El agua salía ruidosamente de los grifos; Ana Nikoláievna y yo comenzamos a limpiarnos y a lavarnos las manos y los brazos desnudos hasta el codo. Ana Nikoláievna, con un fondo de gemidos y lamentos, me contaba cómo mi antecesor —un experto cirujano— hacía los virajes. Yo la escuchaba ansiosamente, procurando no perderme una sola palabra. Y esos diez minutos me dieron más que todo lo que había leído sobre obstetricia cuando me preparaba para el examen estatal, en el que —justamente en obstetricia— había obtenido una nota «sobresaliente». Por palabras aisladas, frases inconclusas, insinuaciones hechas de paso, me enteré de lo más necesario, de aquello que no se encuentra nunca en ningún libro. Cuando comencé a secarme las manos —idealmente blancas y limpias— con gasa esterilizada, la decisión ya se había adueñado de mí y tenía en la cabeza un plan firme y determinado. En aquel momento ya no tenía para qué pensar si el viraje iba a ser combinado o no combinado.

Todos aquellos términos científicos ahora no venían al caso. Lo importante era una cosa: debía introducir una mano, con la otra ayudarme desde fuera para ejecutar el viraje y, confiando ya no en los libros sino en el sentido de la medida sin el cual el médico no sirve para nada, debía cuidadosa pero insistentemente hacer bajar una piernecita y, tirando de ella, extraer el bebé.

Debía estar tranquilo y ser cuidadoso pero al mismo tiempo ilimitadamente decidido y audaz.

—Comencemos —le ordené al enfermero, y empecé a untarme los dedos con yodo.
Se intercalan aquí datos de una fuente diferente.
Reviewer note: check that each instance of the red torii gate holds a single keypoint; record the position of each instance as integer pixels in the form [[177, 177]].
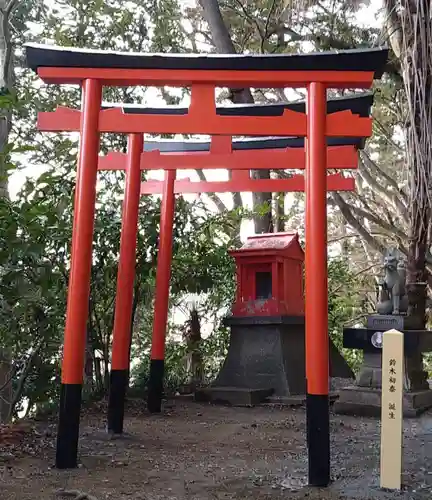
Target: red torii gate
[[316, 72]]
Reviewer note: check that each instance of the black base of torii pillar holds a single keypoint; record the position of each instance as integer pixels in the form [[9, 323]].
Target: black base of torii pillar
[[266, 362]]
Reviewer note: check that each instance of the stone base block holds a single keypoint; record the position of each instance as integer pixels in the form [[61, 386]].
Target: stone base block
[[235, 396], [366, 402]]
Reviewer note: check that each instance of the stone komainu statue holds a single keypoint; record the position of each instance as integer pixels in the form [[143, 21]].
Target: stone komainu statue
[[393, 298]]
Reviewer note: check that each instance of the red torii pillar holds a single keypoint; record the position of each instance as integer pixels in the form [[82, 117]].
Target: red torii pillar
[[79, 282]]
Pelagueia Ivánovna inmediatamente cruzó los brazos de la parturienta y el enfermero cubrió con la mascarilla el rostro extenuado. Del frasco amarillo oscuro comenzó a gotear el cloroformo. Un olor dulce y nauseabundo inundó la habitación. Los rostros del enfermero y de las comadronas se volvieron severos, como si estuvieran inspirados.

—¡Ah! ¡¡Ah!! —gritó de pronto la mujer. Durante unos segundos se agitó, intentando quitarse la máscara.

—¡Sujétenla!

Pelagueia Ivánovna la sujetó por los brazos, los dobló y los apretó contra el pecho. La mujer gritó unas cuantas veces más alejando el rostro de la máscara. Pero cada vez se movía menos..., cada vez menos... Luego balbuceó sordamente:

—¡Ah!... ¡Suéltame!... ¡Ah!

Balbuceaba cada vez más débilmente. La blanca habitación quedó en silencio. Las gotas transparentes seguían cayendo sobre la gasa blanca.
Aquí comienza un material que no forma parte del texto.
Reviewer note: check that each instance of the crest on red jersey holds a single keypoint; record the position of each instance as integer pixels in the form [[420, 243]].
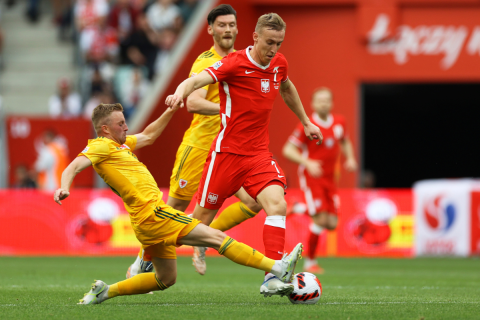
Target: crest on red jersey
[[182, 183], [212, 198], [265, 85]]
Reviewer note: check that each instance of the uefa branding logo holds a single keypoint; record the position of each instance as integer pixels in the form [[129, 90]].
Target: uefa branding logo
[[439, 213]]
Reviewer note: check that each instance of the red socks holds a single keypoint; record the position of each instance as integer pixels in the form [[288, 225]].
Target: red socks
[[274, 237]]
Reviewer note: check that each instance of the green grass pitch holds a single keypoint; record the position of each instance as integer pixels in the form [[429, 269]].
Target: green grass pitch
[[443, 288]]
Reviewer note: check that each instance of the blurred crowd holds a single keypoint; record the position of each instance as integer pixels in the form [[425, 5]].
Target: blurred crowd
[[121, 45]]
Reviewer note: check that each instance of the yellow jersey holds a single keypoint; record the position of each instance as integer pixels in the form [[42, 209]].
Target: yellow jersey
[[204, 128], [125, 175]]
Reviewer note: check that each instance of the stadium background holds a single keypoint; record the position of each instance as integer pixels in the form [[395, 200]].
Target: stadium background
[[381, 82]]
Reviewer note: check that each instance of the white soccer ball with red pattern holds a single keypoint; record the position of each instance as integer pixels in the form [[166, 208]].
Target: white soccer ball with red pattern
[[307, 289]]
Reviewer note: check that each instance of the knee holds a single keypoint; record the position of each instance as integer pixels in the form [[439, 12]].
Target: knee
[[168, 280], [216, 238], [332, 224], [277, 208], [253, 206]]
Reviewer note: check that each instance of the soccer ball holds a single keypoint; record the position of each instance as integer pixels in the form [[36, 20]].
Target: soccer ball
[[307, 289]]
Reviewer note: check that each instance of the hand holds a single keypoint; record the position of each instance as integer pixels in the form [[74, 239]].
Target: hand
[[314, 168], [313, 132], [174, 101], [350, 165], [60, 194]]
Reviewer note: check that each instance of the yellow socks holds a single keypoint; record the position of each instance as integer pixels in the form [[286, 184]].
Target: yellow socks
[[142, 255], [232, 216], [141, 283], [242, 254]]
—Pelagueia Ivánovna, ¿el pulso?

—Es bueno.

Pelagueia Ivánovna levantó el brazo de la mujer y lo dejó caer; éste, inanimado como una rama, se precipitó sobre la sábana. El enfermero retiró la mascarilla y miró las pupilas.

—Duerme.

* * *

Un charco de sangre. Mis brazos están ensangrentados hasta el codo. En las sábanas hay manchas sanguinolentas. Coágulos rojos y bolas de gasa. Y Pelagueia Ivánovna sacude al recién nacido y le da golpecitos. Axinia hace ruido con los baldes al verter el agua en las palanganas. Sumergen al niño alternativamente en agua fría y caliente. El bebé calla y su cabeza parece sujeta por un hilo, cuelga sin vida y se balancea de un lado a otro. Pero de pronto: se escucha algo como un chirrido, o un gemido, y después se oye el primer grito, ronco y débil.

—Está vivo..., está vivo... —murmura Pelagueia Ivánovna, y coloca al bebé sobre una almohada.
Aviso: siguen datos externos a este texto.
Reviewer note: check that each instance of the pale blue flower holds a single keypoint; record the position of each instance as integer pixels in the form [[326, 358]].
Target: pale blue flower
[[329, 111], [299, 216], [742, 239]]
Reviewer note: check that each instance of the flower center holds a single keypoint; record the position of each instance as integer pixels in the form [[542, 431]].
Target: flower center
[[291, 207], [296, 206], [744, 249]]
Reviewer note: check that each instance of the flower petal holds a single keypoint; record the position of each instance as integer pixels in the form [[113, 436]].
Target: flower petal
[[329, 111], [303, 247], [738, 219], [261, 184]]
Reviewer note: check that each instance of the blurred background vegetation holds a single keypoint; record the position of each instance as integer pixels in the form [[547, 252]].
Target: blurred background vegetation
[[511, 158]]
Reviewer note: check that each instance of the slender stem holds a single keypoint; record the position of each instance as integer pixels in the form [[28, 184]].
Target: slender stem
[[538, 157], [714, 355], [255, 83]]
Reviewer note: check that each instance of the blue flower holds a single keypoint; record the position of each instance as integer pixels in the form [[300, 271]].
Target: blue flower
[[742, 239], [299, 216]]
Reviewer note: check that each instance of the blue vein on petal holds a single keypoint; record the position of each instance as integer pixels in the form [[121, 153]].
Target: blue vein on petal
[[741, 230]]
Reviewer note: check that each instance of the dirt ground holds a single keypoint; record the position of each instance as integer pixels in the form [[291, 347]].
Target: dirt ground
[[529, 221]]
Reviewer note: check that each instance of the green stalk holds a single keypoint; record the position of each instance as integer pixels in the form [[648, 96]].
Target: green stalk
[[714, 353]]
Y la madre también está viva. Por suerte no ha ocurrido nada terrible. Yo mismo le tomo el pulso. Sí, es regular y claro; el enfermero sacude ligeramente a la mujer por el hombro y dice:

—Bueno, mujer, mujer, despierta.

Arrojan a un lado las sábanas ensangrentadas y apresuradamente cubren a la madre con una sábana limpia; el enfermero y Axinia se la llevan a la sala. El bebé, ya envuelto en sus pañales, se marcha sobre la almohada. Una pequeña carita marrón y arrugada mira desde el borde blanco sin dejar de emitir un agudo llanto.